Why do people always have to make things complicated? Makes me think of Avril Lavigne and gets me her lyrics in my head. Life's in general good terms otherwise, my 4 course lunch at school went amazingly well, have never been that prepared in the kitchen before and it felt awesome! It felt like a ordinary service at work. I like it. And I got quite good reviews from my teachers with only a few things that I could/should have done differently.
I can live with that! 

Otherwise, I got work-practice from tuesday, the next tree weeks. And after that there's only 3 more weeks, and voilá I'm a chef by hand, head and on paper! It's an amazing feeling and I'm looking forward to it, but not all the coming tests a head! 

Easter is just passing, and today I'm going to celebrate one of my best and oldest friends on his birthday, have cake and later go grab a beer at Love's work. Sixth Barrel, here I come! And hopefully there'll be some good friends in as well. 

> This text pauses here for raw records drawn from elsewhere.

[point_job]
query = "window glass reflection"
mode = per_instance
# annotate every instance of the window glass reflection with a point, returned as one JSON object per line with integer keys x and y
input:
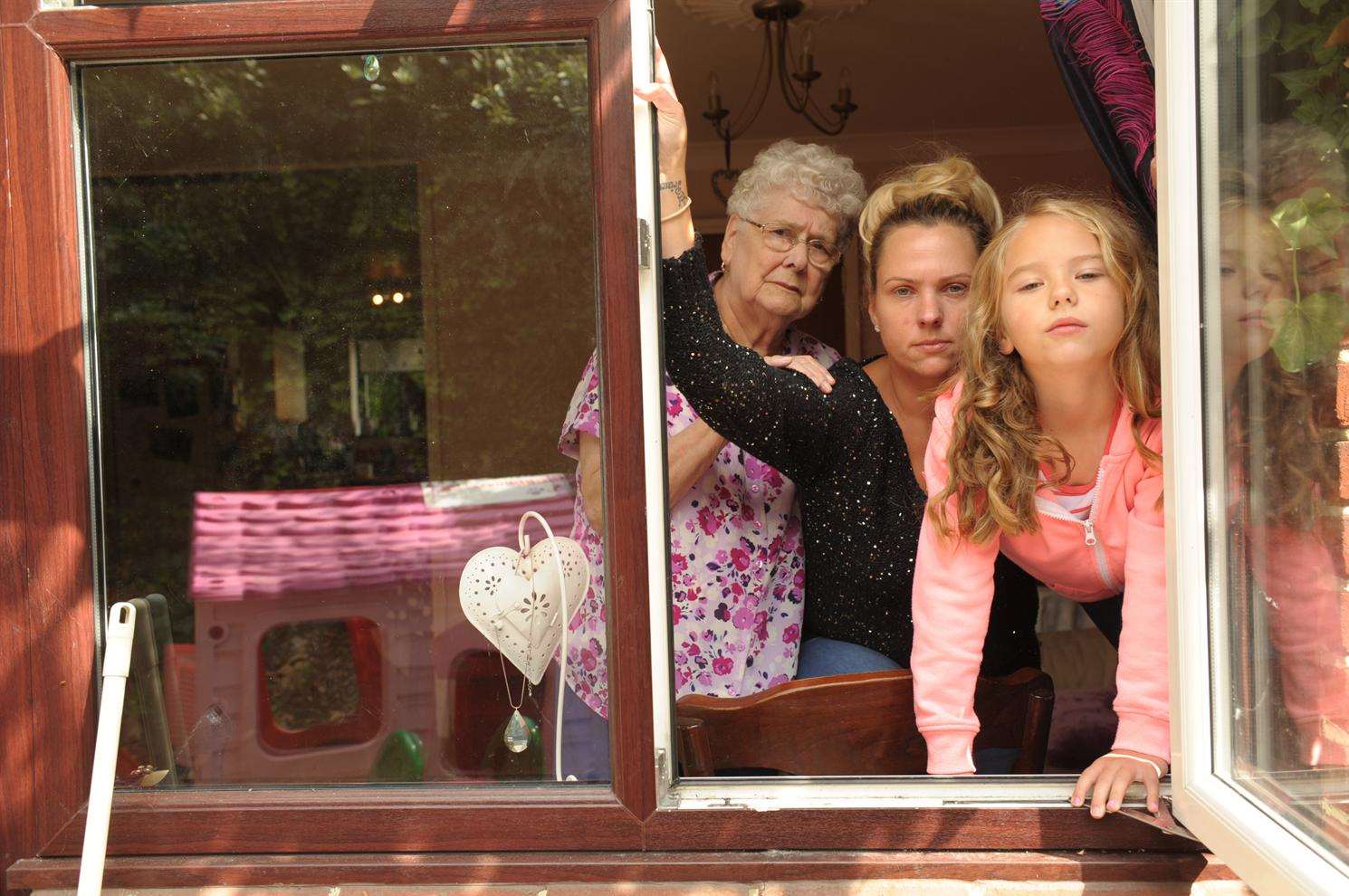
{"x": 339, "y": 305}
{"x": 1277, "y": 319}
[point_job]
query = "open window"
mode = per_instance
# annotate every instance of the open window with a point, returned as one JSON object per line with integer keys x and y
{"x": 1253, "y": 275}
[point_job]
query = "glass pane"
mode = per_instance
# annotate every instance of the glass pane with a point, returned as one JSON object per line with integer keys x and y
{"x": 340, "y": 305}
{"x": 1277, "y": 310}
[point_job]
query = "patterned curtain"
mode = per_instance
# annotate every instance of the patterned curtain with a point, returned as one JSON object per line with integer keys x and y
{"x": 1108, "y": 73}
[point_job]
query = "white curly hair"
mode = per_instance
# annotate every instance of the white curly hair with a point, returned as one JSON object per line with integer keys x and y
{"x": 808, "y": 173}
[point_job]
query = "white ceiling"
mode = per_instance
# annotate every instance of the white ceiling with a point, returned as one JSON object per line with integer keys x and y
{"x": 917, "y": 66}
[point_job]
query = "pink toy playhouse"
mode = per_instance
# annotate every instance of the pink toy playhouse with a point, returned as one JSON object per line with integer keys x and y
{"x": 380, "y": 567}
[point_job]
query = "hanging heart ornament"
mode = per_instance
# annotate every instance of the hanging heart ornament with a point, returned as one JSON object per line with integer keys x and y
{"x": 515, "y": 598}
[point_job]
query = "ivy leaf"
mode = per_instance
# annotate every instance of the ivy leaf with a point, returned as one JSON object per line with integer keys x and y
{"x": 1268, "y": 33}
{"x": 1310, "y": 220}
{"x": 1299, "y": 80}
{"x": 1307, "y": 331}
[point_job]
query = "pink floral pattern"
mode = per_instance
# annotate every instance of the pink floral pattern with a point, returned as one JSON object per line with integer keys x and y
{"x": 737, "y": 564}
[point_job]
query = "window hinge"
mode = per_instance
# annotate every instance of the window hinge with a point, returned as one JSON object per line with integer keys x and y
{"x": 644, "y": 243}
{"x": 663, "y": 764}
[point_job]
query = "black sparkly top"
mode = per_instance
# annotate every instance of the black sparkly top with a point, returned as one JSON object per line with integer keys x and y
{"x": 861, "y": 506}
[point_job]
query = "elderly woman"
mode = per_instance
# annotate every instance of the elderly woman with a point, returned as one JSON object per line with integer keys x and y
{"x": 737, "y": 558}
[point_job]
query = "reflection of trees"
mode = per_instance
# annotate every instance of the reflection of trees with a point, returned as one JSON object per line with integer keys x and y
{"x": 235, "y": 200}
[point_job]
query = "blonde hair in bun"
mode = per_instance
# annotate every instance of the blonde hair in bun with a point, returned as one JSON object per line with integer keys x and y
{"x": 946, "y": 190}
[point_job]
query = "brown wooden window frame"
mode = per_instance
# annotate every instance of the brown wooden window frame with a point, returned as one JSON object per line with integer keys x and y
{"x": 47, "y": 626}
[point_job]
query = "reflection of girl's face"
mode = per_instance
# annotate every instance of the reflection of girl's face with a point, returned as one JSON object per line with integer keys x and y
{"x": 1250, "y": 275}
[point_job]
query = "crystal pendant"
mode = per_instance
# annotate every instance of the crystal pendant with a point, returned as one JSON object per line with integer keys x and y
{"x": 517, "y": 733}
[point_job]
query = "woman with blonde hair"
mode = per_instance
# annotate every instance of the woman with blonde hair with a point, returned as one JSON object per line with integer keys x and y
{"x": 1049, "y": 451}
{"x": 846, "y": 436}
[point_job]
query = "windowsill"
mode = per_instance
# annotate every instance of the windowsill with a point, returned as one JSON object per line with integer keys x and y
{"x": 544, "y": 868}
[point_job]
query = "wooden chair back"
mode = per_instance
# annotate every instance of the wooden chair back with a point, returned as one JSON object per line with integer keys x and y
{"x": 854, "y": 725}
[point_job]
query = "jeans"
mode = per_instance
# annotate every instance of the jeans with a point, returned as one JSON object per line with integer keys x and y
{"x": 826, "y": 656}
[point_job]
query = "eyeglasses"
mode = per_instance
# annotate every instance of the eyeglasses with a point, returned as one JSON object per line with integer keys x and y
{"x": 781, "y": 239}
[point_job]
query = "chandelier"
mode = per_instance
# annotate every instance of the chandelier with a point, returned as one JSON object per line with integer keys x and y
{"x": 793, "y": 71}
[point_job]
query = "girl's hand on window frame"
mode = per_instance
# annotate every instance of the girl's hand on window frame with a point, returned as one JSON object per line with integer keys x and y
{"x": 1108, "y": 779}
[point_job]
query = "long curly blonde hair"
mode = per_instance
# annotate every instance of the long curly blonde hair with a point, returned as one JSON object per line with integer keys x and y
{"x": 949, "y": 189}
{"x": 997, "y": 445}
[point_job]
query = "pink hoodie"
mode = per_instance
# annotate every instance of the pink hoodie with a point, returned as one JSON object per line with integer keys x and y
{"x": 1121, "y": 541}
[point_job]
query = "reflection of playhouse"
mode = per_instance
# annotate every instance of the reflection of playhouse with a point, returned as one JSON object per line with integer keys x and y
{"x": 383, "y": 561}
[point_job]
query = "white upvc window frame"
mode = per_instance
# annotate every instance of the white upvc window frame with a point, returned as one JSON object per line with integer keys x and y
{"x": 1261, "y": 846}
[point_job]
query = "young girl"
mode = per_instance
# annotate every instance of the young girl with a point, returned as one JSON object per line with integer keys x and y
{"x": 1049, "y": 450}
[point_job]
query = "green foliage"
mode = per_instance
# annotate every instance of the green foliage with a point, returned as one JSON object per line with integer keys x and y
{"x": 1310, "y": 220}
{"x": 1306, "y": 329}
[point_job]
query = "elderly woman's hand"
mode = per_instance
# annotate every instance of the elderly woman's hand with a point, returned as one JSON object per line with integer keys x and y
{"x": 672, "y": 127}
{"x": 806, "y": 366}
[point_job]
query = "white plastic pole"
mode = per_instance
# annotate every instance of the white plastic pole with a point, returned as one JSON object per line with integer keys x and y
{"x": 116, "y": 664}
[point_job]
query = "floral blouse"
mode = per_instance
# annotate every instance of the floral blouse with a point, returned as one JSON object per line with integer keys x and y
{"x": 737, "y": 563}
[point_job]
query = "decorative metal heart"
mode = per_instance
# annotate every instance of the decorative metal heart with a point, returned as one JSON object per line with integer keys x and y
{"x": 515, "y": 599}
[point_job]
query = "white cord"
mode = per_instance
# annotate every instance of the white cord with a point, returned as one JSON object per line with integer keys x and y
{"x": 116, "y": 665}
{"x": 567, "y": 621}
{"x": 1136, "y": 758}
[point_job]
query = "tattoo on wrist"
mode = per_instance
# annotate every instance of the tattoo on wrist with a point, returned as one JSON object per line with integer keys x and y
{"x": 676, "y": 189}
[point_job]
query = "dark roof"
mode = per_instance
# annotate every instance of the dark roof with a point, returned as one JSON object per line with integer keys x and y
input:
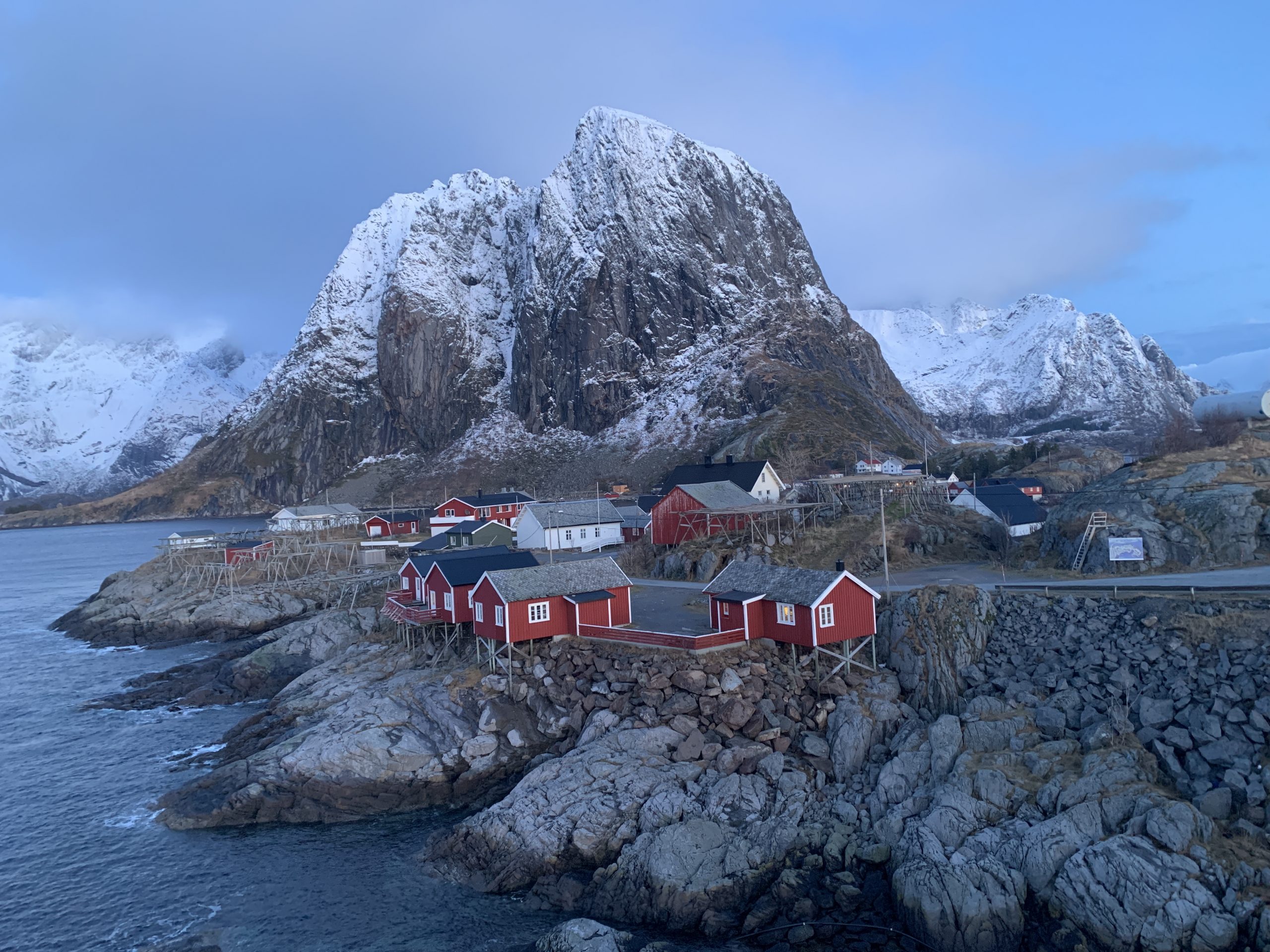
{"x": 1016, "y": 481}
{"x": 743, "y": 473}
{"x": 1009, "y": 504}
{"x": 734, "y": 595}
{"x": 426, "y": 558}
{"x": 579, "y": 512}
{"x": 776, "y": 582}
{"x": 399, "y": 516}
{"x": 559, "y": 579}
{"x": 724, "y": 494}
{"x": 495, "y": 499}
{"x": 583, "y": 597}
{"x": 468, "y": 572}
{"x": 469, "y": 526}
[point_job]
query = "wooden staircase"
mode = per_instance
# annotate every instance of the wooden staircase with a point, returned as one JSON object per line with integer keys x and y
{"x": 1098, "y": 521}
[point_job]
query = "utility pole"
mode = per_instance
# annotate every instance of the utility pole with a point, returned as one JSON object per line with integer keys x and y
{"x": 886, "y": 563}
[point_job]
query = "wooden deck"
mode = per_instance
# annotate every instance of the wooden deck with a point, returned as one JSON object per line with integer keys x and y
{"x": 402, "y": 607}
{"x": 662, "y": 639}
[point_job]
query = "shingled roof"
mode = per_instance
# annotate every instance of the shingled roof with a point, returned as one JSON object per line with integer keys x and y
{"x": 559, "y": 579}
{"x": 722, "y": 494}
{"x": 801, "y": 587}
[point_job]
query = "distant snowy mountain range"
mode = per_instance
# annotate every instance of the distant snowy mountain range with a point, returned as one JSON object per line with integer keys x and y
{"x": 1037, "y": 367}
{"x": 88, "y": 416}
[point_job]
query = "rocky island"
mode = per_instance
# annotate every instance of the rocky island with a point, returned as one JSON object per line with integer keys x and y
{"x": 1025, "y": 771}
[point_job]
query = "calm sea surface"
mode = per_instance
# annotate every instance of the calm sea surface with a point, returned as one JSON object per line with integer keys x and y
{"x": 83, "y": 866}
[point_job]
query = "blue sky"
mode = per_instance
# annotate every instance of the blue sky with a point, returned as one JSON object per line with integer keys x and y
{"x": 181, "y": 166}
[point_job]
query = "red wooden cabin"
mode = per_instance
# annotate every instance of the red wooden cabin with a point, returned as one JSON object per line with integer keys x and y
{"x": 399, "y": 524}
{"x": 491, "y": 507}
{"x": 448, "y": 583}
{"x": 522, "y": 604}
{"x": 416, "y": 569}
{"x": 807, "y": 607}
{"x": 700, "y": 509}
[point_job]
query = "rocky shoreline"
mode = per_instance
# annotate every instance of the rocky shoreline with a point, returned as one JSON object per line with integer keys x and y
{"x": 1052, "y": 774}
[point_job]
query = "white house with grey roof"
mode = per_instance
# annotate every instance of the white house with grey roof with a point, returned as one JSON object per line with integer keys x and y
{"x": 584, "y": 525}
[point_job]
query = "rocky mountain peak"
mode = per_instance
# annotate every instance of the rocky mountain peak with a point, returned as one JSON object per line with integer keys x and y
{"x": 1039, "y": 366}
{"x": 652, "y": 296}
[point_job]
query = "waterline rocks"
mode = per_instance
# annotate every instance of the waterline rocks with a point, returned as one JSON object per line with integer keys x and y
{"x": 250, "y": 669}
{"x": 150, "y": 606}
{"x": 365, "y": 733}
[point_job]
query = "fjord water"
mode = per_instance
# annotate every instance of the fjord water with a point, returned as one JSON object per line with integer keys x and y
{"x": 83, "y": 866}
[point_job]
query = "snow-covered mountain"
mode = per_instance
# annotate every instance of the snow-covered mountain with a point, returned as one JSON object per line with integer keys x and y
{"x": 1039, "y": 366}
{"x": 88, "y": 416}
{"x": 652, "y": 296}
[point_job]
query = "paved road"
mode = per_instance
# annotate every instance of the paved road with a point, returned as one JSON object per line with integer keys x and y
{"x": 986, "y": 577}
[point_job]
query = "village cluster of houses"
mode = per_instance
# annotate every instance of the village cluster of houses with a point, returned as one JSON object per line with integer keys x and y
{"x": 508, "y": 597}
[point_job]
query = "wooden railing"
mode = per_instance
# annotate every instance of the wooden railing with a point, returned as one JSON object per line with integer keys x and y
{"x": 662, "y": 639}
{"x": 402, "y": 607}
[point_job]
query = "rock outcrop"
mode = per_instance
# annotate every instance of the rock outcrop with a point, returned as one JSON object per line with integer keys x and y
{"x": 251, "y": 669}
{"x": 151, "y": 606}
{"x": 365, "y": 733}
{"x": 1196, "y": 509}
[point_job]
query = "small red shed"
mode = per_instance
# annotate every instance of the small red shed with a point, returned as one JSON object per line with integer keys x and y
{"x": 699, "y": 511}
{"x": 397, "y": 524}
{"x": 522, "y": 604}
{"x": 807, "y": 607}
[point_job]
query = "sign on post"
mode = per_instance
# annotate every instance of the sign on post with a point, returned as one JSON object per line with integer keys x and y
{"x": 1126, "y": 550}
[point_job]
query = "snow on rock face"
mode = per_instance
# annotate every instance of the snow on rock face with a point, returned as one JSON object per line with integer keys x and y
{"x": 1035, "y": 367}
{"x": 653, "y": 294}
{"x": 91, "y": 416}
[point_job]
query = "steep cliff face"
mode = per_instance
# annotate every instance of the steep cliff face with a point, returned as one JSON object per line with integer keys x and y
{"x": 652, "y": 294}
{"x": 1039, "y": 366}
{"x": 89, "y": 416}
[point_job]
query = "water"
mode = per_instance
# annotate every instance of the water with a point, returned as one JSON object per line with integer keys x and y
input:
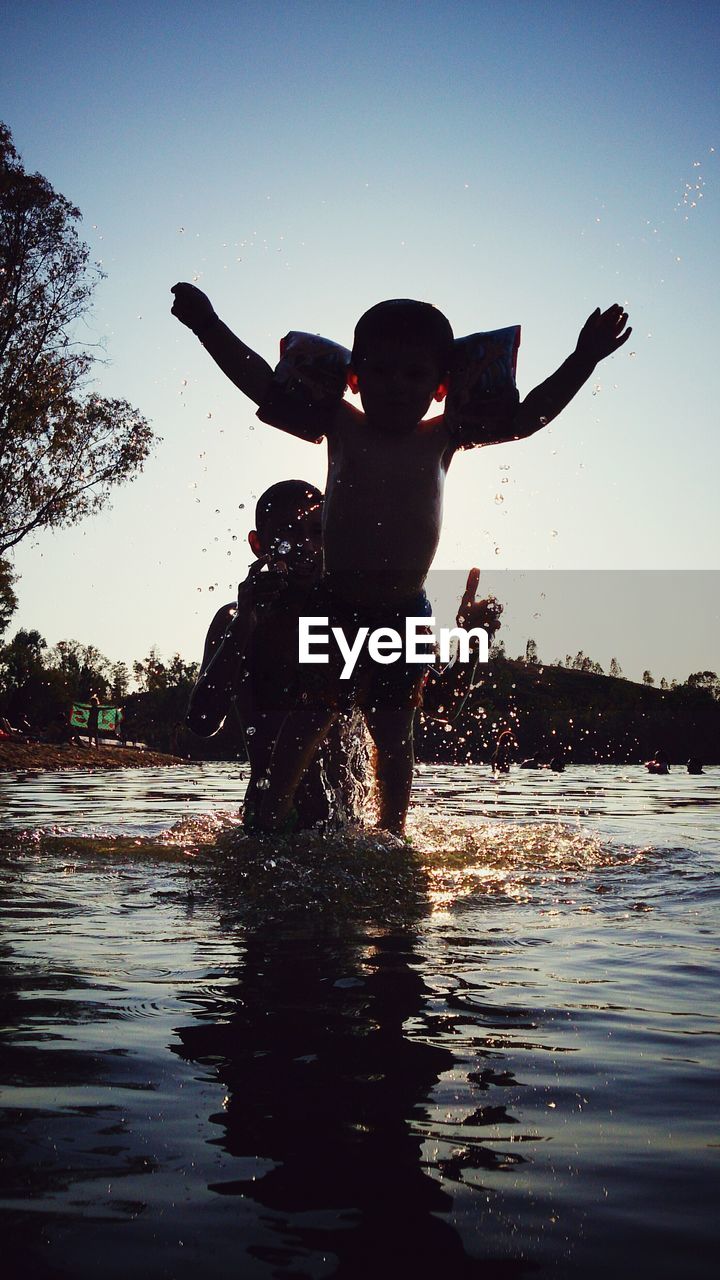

Last night was great! watched a very nice movie with a friend and later showed up at love's work and had a good musical hour with their DJ, talking music, playing music and just loving music! I could have died happy there. He's gonna make me a list with all the good old goth I'm behind on that I need to re-listen to. It was totally great! He's great! =P 

Time just files by already. I think that's the worst part of growing up. I miss the slow long summers one had as a kid, Not that i miss my own childhood all too much, but I miss the good theoretical one I could have had.